The Constraint Manager functions by fixing of “constraining” certain dimensions. Press the “M” key to see the constraint nodes that are available for selection.
We can constrain a node either horizontally or vertically. We can also constrain the diameter of a circle or arc. The best way to understand the operation of this area is to use some examples.
We will start with the cabinet side shown. It has a circle and a rectangle cut through it.
Let’s start by seeing what happens when the depth of the cabinet increases. In this case, we will change the cabinet from 24” deep to 48” deep.
The Constraint Manager has a Test function that allows you to change the size of the cabinet and see the effect of the constraints you have defined. Press the Test button, input a new cabinet size and press Enter.
In this case, we have not defined a constraint, so the geometry maintains a proportional position with respect to the center of the part. If the geometry were located exactly in the center, it would stay in the center as the part size changed.
Let’s assume, however, that we would like the circle to remain the same distance from the front of the part as the part size changed.
What we want to do is constrain the
center of the circle to a fixed distance and measured horizontally.
Press the horizontal constraint icon in the top toolbar. Then move the cursor over the center of the circle until the center node displays. Click.
Next, move the cursor over the upper left corner of the part until the node appears (the lower left corner also works). Click.
Now you have a small box with an X in it. This indicates where the text defining the dimension will be placed. Move it to a convenient location and click.
This capability to locate the text is provided because on some complex parts, there are a lot of constraint dimensions and they can get confusing so this allows you to position them in the nest possible location.
In this case, the center of the circle will remain 10.475” from the front of the cabinet.
Let’s say, however, that that is not exactly what we want. We want the center of the circle 10” from the front.
Press Edit. Then click on the 10.475” dimension to highlight it. Then, input the new dimension (10”) in the dialog box and press Enter.
The center of the circle is now
located 10” from the front of the part. Lets double the depth of the cabinet
and see the result of this new constraint.
As you can see, the circle stayed 10” from the front of the part as the part size doubled.
This same thing works vertically with the top or bottom of the part.
Before we move on, you should note that the location of the text for any constraint can be changed by pressing the Move icon and then clicking on the text you want to move. You can then move the text to a new location and click again to anchor it.
Now let’s look at the bottom
rectangle. In this case, we will constrain the left edge of the rectangle to
the front of the part and the right edge of the rectangle to the back of the
part.
The only way to keep these two distances the same as the part size changes is for the size of the rectangle to change and that is exactly what happens as seen to the right.

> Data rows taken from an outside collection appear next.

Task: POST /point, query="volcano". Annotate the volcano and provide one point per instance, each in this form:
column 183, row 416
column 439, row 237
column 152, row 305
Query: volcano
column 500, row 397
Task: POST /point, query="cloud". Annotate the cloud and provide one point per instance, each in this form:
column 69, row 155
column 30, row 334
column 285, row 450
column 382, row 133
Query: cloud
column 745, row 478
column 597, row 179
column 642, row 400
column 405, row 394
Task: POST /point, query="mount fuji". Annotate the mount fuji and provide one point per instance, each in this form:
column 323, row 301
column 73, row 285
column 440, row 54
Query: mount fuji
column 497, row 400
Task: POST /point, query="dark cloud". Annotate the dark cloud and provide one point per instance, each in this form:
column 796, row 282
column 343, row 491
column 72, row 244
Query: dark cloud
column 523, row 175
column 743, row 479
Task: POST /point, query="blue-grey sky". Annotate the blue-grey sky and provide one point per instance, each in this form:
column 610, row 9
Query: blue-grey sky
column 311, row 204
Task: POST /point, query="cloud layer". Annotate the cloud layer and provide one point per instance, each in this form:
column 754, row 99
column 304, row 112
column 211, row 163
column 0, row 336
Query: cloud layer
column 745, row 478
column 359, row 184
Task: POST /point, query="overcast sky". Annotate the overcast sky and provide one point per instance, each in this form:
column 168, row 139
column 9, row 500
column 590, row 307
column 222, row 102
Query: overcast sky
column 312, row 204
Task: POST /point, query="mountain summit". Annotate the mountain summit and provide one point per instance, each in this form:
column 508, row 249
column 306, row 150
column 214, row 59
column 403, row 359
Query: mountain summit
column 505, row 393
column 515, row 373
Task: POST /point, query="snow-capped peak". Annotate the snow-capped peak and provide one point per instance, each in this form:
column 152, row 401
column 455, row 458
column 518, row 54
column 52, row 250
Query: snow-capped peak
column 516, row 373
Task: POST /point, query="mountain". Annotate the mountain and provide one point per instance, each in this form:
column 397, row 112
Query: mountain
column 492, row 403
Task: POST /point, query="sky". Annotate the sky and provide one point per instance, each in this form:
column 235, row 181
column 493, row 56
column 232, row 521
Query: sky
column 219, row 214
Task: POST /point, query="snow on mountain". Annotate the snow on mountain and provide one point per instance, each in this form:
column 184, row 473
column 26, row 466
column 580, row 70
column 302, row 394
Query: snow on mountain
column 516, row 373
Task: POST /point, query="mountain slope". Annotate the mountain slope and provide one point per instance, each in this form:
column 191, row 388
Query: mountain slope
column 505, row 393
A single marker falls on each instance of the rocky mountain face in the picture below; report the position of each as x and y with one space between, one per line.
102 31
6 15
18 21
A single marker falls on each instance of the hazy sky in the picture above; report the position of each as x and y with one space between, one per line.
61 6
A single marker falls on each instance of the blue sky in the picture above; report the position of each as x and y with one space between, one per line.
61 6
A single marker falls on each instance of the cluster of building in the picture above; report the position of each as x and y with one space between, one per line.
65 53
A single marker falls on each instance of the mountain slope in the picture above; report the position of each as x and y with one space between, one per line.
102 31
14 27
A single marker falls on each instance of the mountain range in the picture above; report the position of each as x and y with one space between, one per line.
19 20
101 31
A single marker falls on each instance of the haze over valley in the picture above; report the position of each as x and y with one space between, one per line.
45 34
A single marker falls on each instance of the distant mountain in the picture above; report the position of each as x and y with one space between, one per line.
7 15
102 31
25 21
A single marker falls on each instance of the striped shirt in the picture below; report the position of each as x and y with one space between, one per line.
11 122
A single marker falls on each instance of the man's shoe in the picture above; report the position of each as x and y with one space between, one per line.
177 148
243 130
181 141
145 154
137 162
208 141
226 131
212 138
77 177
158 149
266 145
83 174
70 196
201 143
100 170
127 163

In addition to horizontal and vertical constraints, you can also constrain the diameter of a circle or arc. This is not useful as a constraint today since the diameter remains constant as a default, however, once it has been constrained, you can use the Edit feature to change the diameter and this can be quite useful.
So far we have constrained geometry to fixed distances. In the current version of the software you can also use two variables, “W” for the width of the part and “H” for the height of the part. W and H can be used in formulas to define constraints. For example, W/2 when used to define a horizontal position will always position in the center of the part. W/3 is one third of the way across the part.
These formulas work using +, -, * and / and also understand parentheses.